Oireachtas Joint and Select Committees

Wednesday, 20 March 2024

Select Committee on Housing, Planning and Local Government

Planning and Development Bill 2023: Committee Stage (Resumed)

Photo of Cian O'CallaghanCian O'Callaghan (Dublin Bay North, Social Democrats) | Oireachtas source

That is exactly the point. The thrust of this Bill is that it gives considerable powers to the Minister, who can issue national planning statements, give all sorts of direction to local authorities and planning authorities through that. There are considerable powers for the Office of the Planning Regulator as a kind of enforcer to ensure the wishes of the Minister are adhered to. However, when it comes to mechanisms that might help to ensure the wishes of the democratically elected councillors and what they pass in the development plan might be adhered to, then the Bill is lacking. We are putting forward a measure to strengthen that. Having this happen after 20 months, in addition to the review much later on, would be a good point for the elected members to review objectives that were passed 20 months ago, and to ask what is happening on them. They are not going to bring up every issue. They are going to concentrate on areas of particular strategic importance. I have given the example of development plans, not just local authorities. I was on several local authorities which had objectives to publicly map the rights-of-way. The elected members felt that was important. The executives of the councils did not. They did not do it. A mechanism such as this would give the elected members an opportunity to try to follow through on that.
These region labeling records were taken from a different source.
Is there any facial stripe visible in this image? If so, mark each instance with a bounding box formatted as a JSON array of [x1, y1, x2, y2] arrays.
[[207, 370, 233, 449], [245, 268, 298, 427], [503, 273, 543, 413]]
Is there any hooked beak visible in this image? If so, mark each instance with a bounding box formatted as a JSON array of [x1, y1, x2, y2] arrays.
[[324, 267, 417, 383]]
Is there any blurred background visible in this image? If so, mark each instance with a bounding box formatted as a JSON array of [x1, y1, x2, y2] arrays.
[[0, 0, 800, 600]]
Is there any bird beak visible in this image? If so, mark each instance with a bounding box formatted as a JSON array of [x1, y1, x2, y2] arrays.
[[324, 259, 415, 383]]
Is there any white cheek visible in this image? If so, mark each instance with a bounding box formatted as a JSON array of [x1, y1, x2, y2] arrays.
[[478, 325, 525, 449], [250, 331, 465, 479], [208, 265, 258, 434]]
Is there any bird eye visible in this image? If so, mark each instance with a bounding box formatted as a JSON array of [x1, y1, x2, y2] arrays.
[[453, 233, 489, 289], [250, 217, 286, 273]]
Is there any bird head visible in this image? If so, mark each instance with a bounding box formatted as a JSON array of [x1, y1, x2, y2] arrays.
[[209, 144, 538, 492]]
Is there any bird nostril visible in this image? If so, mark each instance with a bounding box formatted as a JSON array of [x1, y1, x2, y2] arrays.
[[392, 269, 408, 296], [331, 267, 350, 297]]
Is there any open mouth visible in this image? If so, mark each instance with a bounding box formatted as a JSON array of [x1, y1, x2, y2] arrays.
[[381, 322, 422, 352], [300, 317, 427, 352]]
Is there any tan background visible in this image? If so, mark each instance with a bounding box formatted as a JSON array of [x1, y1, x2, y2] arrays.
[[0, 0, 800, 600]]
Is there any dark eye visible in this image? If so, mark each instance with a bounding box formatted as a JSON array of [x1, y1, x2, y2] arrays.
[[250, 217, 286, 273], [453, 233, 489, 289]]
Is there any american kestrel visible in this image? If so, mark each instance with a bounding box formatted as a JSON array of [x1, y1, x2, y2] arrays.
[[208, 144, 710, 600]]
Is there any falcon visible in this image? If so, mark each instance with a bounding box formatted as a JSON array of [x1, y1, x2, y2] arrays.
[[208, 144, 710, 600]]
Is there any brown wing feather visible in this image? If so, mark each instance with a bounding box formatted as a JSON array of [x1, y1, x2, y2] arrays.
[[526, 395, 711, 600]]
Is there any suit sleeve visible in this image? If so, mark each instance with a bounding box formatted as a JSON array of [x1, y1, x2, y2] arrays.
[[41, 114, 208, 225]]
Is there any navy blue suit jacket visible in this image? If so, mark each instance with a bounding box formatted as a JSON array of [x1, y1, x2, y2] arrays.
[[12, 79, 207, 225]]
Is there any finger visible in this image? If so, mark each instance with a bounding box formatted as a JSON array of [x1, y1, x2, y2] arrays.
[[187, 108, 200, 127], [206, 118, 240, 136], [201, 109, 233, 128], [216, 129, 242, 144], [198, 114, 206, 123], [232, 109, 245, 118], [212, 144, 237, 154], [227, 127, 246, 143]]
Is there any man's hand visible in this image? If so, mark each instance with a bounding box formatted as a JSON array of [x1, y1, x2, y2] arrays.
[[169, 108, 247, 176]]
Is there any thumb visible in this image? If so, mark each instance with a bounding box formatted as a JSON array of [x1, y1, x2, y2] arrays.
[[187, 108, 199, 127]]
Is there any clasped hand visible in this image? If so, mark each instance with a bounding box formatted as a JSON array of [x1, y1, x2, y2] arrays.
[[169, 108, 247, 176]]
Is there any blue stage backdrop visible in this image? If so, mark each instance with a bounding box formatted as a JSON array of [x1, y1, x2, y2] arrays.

In the local authorities of which I was a member, many policies were passed by the elected members long before they became national policy, including issues around active travel, cycleways, sustainable travel and transport, which is a very important proposal that is now being heavily advanced around the coastal greenway and walking and cycling route. However, in one development plan after another these issues were passed by the councillors but not acted on by the executive. While a mechanism like this would not have ensured they all were acted on, it would have slightly rebalanced matters. We have all these measures in the Bill, power for the Minister and the Office of the Planning Regulator, but it is lacking in terms of elected members.